The quest system persists active objectives between sessions. On reconnect, the server greets with any open quests: “You have active quests: Find Ancient City, Build a Beacon. What’s the plan?” — the dungeon master picking up mid-story rather than starting cold.

Running It

# Start the daemon — set your API key first
$ export GROK_API_KEY="xai-..."
$ cd /path/to/player2
$ source venv/bin/activate
$ python -u -m daemon

[p2] Using Grok API (grok-3-mini-fast)
[p2] Loaded 3 previous session summaries
[p2] Server listening on localhost:7677

If you don’t have a Grok key, the daemon falls back to Ollama automatically — any model with reliable tool-calling works. grok-3-mini-fast is the current recommendation for cloud: fast, cheap, and consistently follows the action-tool contract. For local inference, qwen3:8b handles the tool loop well on hardware with 8GB+ VRAM.

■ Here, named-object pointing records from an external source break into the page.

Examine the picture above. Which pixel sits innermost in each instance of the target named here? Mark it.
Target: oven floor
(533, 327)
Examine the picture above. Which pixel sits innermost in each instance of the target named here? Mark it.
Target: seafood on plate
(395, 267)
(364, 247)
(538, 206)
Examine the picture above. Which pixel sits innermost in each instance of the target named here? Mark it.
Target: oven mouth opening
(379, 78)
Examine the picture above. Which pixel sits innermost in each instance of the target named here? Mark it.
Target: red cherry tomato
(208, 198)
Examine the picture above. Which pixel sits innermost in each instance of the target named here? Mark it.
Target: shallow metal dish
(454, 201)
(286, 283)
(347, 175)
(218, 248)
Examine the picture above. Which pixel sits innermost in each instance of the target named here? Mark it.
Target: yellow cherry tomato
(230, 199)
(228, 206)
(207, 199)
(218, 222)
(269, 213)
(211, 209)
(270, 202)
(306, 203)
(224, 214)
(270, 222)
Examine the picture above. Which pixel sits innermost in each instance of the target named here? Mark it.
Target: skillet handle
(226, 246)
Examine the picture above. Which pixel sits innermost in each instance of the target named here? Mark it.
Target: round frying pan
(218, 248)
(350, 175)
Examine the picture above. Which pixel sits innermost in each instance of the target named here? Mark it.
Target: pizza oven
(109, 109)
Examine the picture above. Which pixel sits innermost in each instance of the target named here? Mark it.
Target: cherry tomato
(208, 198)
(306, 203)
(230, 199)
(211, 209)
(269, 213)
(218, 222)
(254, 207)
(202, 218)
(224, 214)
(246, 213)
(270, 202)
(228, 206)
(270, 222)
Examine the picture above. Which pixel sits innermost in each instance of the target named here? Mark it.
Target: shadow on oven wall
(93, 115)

Then in Minecraft with Fabric 1.21.1 + Carpet + Player2 mod installed:

/p2 spawn       # spawn the entity
/p2 follow      # toggle follow (default: on)
/p2 protect     # toggle protect (default: on)

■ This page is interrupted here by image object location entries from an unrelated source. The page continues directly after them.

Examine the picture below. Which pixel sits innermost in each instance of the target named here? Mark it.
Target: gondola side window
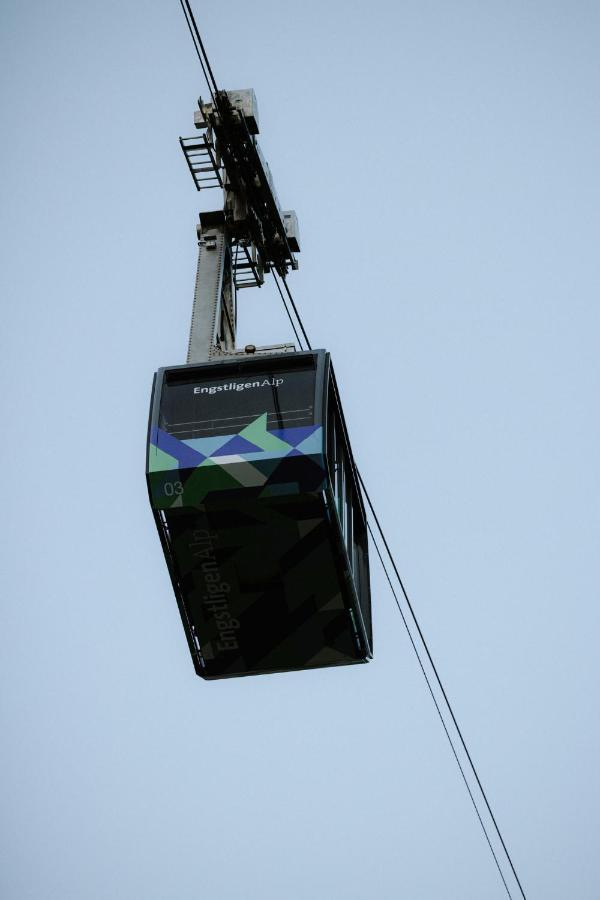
(342, 485)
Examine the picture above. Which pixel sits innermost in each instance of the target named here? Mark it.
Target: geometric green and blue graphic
(267, 462)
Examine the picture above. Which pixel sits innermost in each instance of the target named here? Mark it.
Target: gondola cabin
(254, 493)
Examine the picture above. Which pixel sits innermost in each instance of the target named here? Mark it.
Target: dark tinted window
(224, 402)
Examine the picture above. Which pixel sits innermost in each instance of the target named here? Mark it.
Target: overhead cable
(212, 86)
(432, 664)
(199, 48)
(439, 712)
(300, 322)
(438, 679)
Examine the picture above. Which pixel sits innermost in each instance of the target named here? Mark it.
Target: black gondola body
(253, 488)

Any chat message goes to the dungeon master. No command prefix required. It reads everything.

What You Learned

A Carpet fake-player entity combined with a Fabric mod is the right primitive for an in-game LLM companion — it carries full player permissions and a physical body without requiring a real client connection
Tool-calling loops need explicit nudges when chaining knowledge lookups into action calls; without them, the model treats a successful lookup as task completion and responds conversationally without ever touching the game world
The hard line between read-only knowledge tools and write-capable action tools is what makes the loop safe — once that contract is enforced, you can let the model re-enter as many times as it needs before it acts
Hybrid FTS5 + vector search with Reciprocal Rank Fusion consistently outperforms either method alone on heterogeneous natural language queries over structured game knowledge
Line-of-sight raycasting is not optional for behavior AI — spatial honesty is as important at the physics layer as at the LLM layer; behaviors that ignore what the entity can actually reach look wrong and break trust immediately
Session summarization on disconnect is cheaper than injecting full history and gives the LLM enough context to maintain narrative continuity across restarts without prompt bloat

The architecture here — game state extraction, typed tool bifurcation, hybrid RAG, and summarized memory — is not specific to Minecraft. Any environment that can expose state over a socket and accept commands in return is a candidate for the same pattern. That is the more interesting thing Player2 demonstrated: a replicable blueprint for embedding a deliberate, memory-bearing LLM agent into any interactive system.